BERT Tabanlı Bilgi Aktarımı Yoluyla Borsa Tweetlerinde Duygu Analizinin Geliştirilmesi


Cicekyurt E., Bakal M. G.

Computational Economics, cilt.65, ss.1-23, 2025 (SCI-Expanded)

  • Yayın Türü: Makale / Tam Makale
  • Cilt numarası: 65
  • Basım Tarihi: 2025
  • Doi Numarası: 10.1007/s10614-025-10901-8
  • Dergi Adı: Computational Economics
  • Derginin Tarandığı İndeksler: Science Citation Index Expanded (SCI-EXPANDED), Social Sciences Citation Index (SSCI)
  • Sayfa Sayıları: ss.1-23
  • Abdullah Gül Üniversitesi Adresli: Evet

Özet

One of the widely studied text classification efforts is sentiment analysis. It is a specific examination involving natural language processing and machine learning methods to understand semantic orientation from textual data. Working social media posts, such as tweets, for sentiment analysis, is quite common among researchers due to the speed of information dissemination.

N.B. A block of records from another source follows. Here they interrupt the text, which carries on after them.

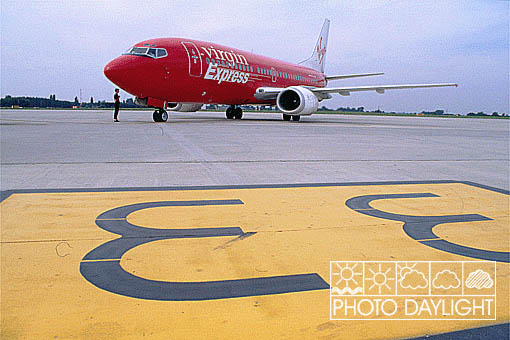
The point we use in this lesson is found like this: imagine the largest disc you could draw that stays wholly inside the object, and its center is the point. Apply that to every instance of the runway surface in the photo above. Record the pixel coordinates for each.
(206, 228)
(66, 149)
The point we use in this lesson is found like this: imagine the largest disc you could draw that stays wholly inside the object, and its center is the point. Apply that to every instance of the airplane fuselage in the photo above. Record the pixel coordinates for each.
(201, 72)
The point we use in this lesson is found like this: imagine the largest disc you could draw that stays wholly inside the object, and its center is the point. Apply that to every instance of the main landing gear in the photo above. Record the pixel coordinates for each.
(288, 117)
(160, 116)
(234, 112)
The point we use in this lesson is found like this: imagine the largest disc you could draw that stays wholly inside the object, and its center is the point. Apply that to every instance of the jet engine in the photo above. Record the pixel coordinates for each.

In this regard, forecasting stock market tweets is a widely studied research topic. Some studies have revealed a strong connection between sentiment and stock market performance, while others have not found any notable associations. The proposed work shows two distinct approaches to sentiment analysis over the stock market tweets. The first approach employs traditional machine learning algorithms, including logistic regression, random forest, and XGBoost. The second approach constructs deep learning (as a subfield of machine learning) models using LSTM and CNN algorithms to classify the test instances into positive, negative, or neutral classes through ten randomly shuffled data splits. In this study, the labeled data size is gradually increased utilizing a pre-trained model, FinBERT. It is exclusively employed to label unlabeled data instances to integrate them into the experiments. The goal is to monitor the effect of the additional newly-labeled examples on the sentiment analysis performance. The experiments showed that the average F1-score improved by 20% for the deep learning models and 17% for the machine learning models. In the end, the paper reveals a strong positive correlation between training data size and the classification performance of the experimental approaches.